The study, published this month in the Journal Science Advances, is the latest to find that droughts more extreme than what is currently being experienced could become more common as a trend if a warming, drying planet continues.
To be exact, using computer modeling, researchers calculated between a 70 percent and 90 percent chance that the Southwest will experience a mega-drought later this century. To complicate matters, if precipitation is below normal, the risk jumps to 99 percent—"virtually certain," said lead researcher Toby Ault of Cornell University.
Scientists involved in the study offer some good news, however. If countries follow through with the Paris climate agreement to reduce emissions from the burning of coal, natural gas and oil to limit global temperature rise to well below 2 degrees Celsius (3.6 degrees Fahrenheit), then the risks are cut nearly in half.
"The likelihood of a mega-drought is already increasing, and that risk will continue to go up as long as temperatures keep rising," Ault reports.
The Colorado River basin, which spans parts of Arizona, California, Colorado, New Mexico, Nevada, Utah, Wyoming and Mexico, has been in the midst of a historic drought for the past 16 years. Levels at Lake Mead are now surrounded by a distinctive white mineral "bathtub ring" showing the 130-foot drop in water levels since the beginning of the regional drought.
California is also facing an historic and ongoing drought, and has imposed mandatory statewide cuts on water usage that left brown lawns and fallowed fields all across the region. Restrictions have since eased with local water districts taking control of conservation efforts. But recently state regulators said some water districts are not conserving enough water to avoid additional drought problems.
The new forecasts of a future mega-drought are frightening according to Jonathan Overpeck, a University of Arizona climate scientist. He says based on studies of tree rings and other data, past mega-droughts across the Southwest have lasted up to 35 years.

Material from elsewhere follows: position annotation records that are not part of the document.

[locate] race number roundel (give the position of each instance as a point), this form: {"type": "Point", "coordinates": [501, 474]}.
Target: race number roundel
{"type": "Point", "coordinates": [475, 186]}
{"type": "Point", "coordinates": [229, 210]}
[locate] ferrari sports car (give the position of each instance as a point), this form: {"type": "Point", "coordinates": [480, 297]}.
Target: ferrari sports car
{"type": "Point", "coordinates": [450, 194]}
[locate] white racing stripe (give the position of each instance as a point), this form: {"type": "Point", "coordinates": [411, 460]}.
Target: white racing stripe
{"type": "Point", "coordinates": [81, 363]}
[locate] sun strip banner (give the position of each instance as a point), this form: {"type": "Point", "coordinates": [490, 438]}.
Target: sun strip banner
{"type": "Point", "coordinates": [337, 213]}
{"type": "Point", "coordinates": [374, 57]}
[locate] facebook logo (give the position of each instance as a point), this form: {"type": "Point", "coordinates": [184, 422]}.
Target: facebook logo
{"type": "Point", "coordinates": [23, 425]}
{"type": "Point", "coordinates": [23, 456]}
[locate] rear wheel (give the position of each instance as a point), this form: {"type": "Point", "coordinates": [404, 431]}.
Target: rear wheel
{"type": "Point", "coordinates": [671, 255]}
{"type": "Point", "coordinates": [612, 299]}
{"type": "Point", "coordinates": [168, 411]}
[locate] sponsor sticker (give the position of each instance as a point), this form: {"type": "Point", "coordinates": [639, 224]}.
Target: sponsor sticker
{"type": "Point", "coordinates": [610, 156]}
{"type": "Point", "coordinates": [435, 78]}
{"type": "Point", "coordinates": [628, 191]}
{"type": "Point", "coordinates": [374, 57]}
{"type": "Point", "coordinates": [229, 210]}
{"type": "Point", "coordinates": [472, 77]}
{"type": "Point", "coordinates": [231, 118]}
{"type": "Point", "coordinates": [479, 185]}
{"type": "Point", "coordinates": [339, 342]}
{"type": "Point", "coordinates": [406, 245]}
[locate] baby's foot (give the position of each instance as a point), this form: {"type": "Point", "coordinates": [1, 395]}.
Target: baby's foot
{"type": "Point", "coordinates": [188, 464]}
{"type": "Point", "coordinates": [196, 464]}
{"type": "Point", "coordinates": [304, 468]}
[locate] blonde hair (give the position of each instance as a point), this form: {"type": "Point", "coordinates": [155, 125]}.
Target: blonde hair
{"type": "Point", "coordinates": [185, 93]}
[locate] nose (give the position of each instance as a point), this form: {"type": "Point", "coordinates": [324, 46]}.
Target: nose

"It is important to realize that future droughts will be much hotter, and thus the impacts of these droughts will be much more severe," he predicted.
OTHER CLIMATE FACTORS
While climate factors will largely determine the seriousness of future droughts, forecasters warn that mega-drought probabilities based on precipitation alone tend to underestimate risk. Global drying and warmness could be affected by other climate events, such as recurring ocean-atmosphere climate interactions, like El Niños and La Niña events.
While predicting these types of interactions have improved greatly in recent years, they remain far from being a perfect science. For instance, a La Niña event predicted to develop this fall and winter season by NOAA now remains only a possibility.
While the science behind accurate forecasting will continue to change and evolve, scientists warn that, as with most everything else in the physical world, change is inevitable. To what extent and exactly what impact these changes will cause remains the big question.